Per decidere se è meglio limitarsi a una dose o completare il ciclo con due, bisogna anche tenere conto del tipo di vaccino. Finora quelli approvati si dividono in due categorie: a Rna (Pfizer e Moderna) e a vettore virale (AstraZeneca e J&J). I primi inoculano direttamente nell’organismo l’istruzione genetica che permette alle nostre cellule di produrre la spike. L’antigene, entrando in contatto con i vari attori del sistema immunitario, dà vita nel giro di alcune settimane alla protezione contro il coronavirus.

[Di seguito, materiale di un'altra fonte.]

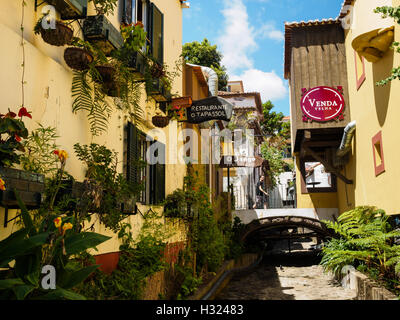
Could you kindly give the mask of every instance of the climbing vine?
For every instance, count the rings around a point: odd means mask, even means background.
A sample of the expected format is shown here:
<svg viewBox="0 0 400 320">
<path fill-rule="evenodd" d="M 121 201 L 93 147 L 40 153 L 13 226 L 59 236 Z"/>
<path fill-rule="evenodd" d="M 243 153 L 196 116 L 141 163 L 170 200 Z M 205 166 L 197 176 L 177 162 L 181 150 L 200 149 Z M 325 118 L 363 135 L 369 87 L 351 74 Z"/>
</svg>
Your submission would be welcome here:
<svg viewBox="0 0 400 320">
<path fill-rule="evenodd" d="M 378 7 L 374 10 L 375 13 L 380 13 L 383 19 L 388 17 L 393 18 L 396 23 L 400 24 L 400 6 L 399 7 L 390 7 L 390 6 L 383 6 Z M 391 48 L 394 49 L 397 53 L 400 53 L 400 42 L 394 41 L 391 45 Z M 384 86 L 388 84 L 390 81 L 395 79 L 400 79 L 400 66 L 393 68 L 391 71 L 391 75 L 386 79 L 378 81 L 376 85 Z"/>
</svg>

I secondi usano invece un virus inattivato. E’ lui, fungendo da cavallo di Troia, a penetrare nelle cellule e consegnare la sequenza genetica della spike. Il processo è meno diretto. “E’ presumibile che richieda più tempo” spiega Cossarizza. “E questo giustificherebbe un’attesa più lunga per il richiamo”.
L’autorizzazione dell’Agenzia dei medicinali europea (Ema) parla di 4-12 settimane di attesa. In Italia l’Aifa raccomanda di non somministrare la seconda dose prima dei 63 giorni dalla prima.
Con un vaccino come Pfizer, Israele ha riportato un’efficacia del 92% almeno 7 giorni dopo la seconda dose e una del 46% tra 14 e 20 giorni dopo la prima dose, nel prevenire il contagio.
La forchetta si restringe se si considera la capacità di ridurre i ricoveri: 74% con una dose e 87% con due. Uno scalino non enorme, che potrebbe giustificare la scelta di rimandare i richiami, in una situazione di ristrettezza come quella attuale.
Ma che rischia di rivelarsi un boomerang, se la memoria immunitaria si rivelasse più breve, con la necessità di far ripartire la campagna vaccinale solo dopo pochi mesi. O se favorisse il rischio di nuove varianti, capaci di ridurre l’efficacia dei (pochi) vaccini che già abbiamo.